From the Department of Clinical Pharmacology and Pharmacy, Amsterdam University Medical Center, Amsterdam, the Netherlands (M.C.); Department of Hospital Pharmacy, Meander Medical Center, Amersfoort, the Netherlands (O.B.); Laboratory of the Dutch Pharmacists, Royal Dutch Pharmacists Association, the Hague, the Netherlands (S.N., O.S.); Netherlands Organization for Applied Scientific Research, Utrecht, the Netherlands (M.L.F., E.K.).
J Occup Environ Med. 2023 Apr 1;65(4):e204-e210. doi: 10.1097/JOM.0000000000002781.
Some drugs need processing before they can be administered or dispensed. We measured airborne exposure of pharmacy staff to small particles when performing these tasks.
Reconstitution of powdered drugs in vials; crushing, splitting, and counting of tablets; and opening of capsules, using different ventilation strategies, were investigated in five pharmacies after in a worst-case approach. Airborne particulate matter was determined for a range of particles sizes.
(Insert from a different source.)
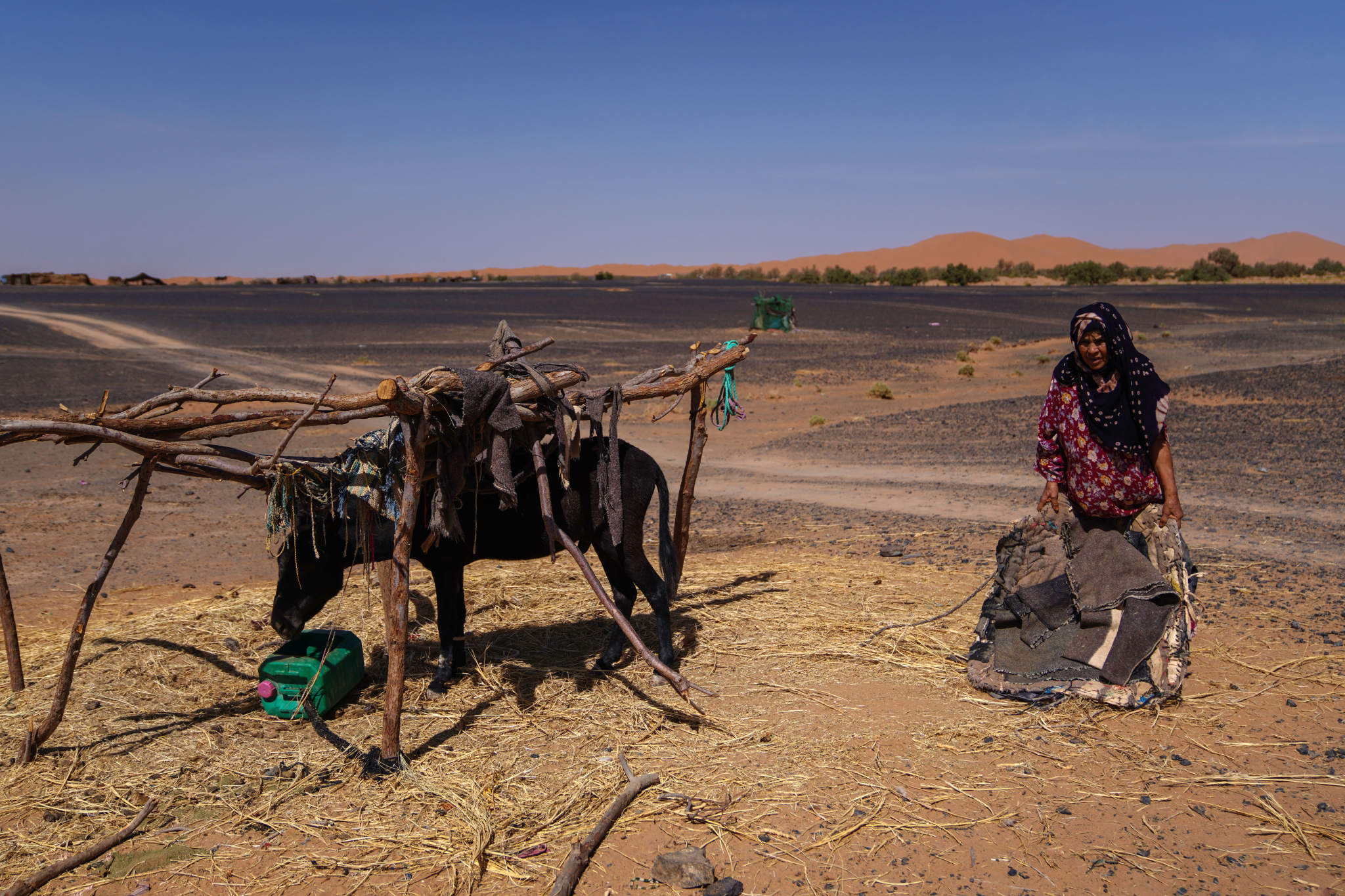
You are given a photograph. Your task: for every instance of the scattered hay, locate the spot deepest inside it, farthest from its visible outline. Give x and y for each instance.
(517, 756)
Mean particle concentrations ranged from not detectable to 1.03 μg/m 3 (<1 μm) and 589.7 μg/m 3 (<10 μm). Dust exhaust made tasks safer. Most hazardous was pouring out tablets from a bulk supply, and least hazardous was reconstitution of a powder for injection.
Occupational exposure during routine handling of drugs can occur, but the risks vary greatly with the nature and duration of the tasks.
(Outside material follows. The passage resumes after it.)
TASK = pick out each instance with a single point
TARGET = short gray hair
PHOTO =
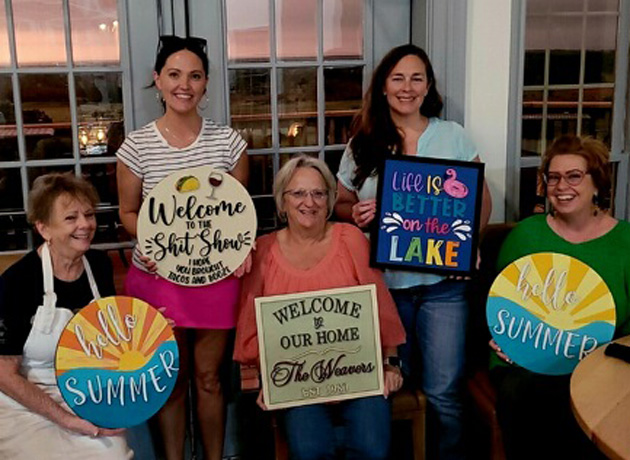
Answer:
(286, 173)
有些药物在给药或配药前需要进行处理。我们测量了药剂师在执行这些任务时,空气中的小颗粒对他们的暴露情况。
采用最坏情况法,在五家药房中对小瓶中粉末药物的再溶解、片剂的压碎、分割和计数,以及胶囊的开启等操作,分别采用不同的通风策略进行研究。测定了不同粒径范围的空气中的颗粒物。
平均颗粒物浓度范围从无法检测到 1.03μg/m 3(<1μm)和 589.7μg/m 3(<10μm)。粉尘排出使操作更安全。最危险的是从散装供应中倒出片剂,最安全的是注射用粉末的再溶解。
在常规处理药物期间可能会发生职业暴露,但风险随任务的性质和持续时间而有很大差异。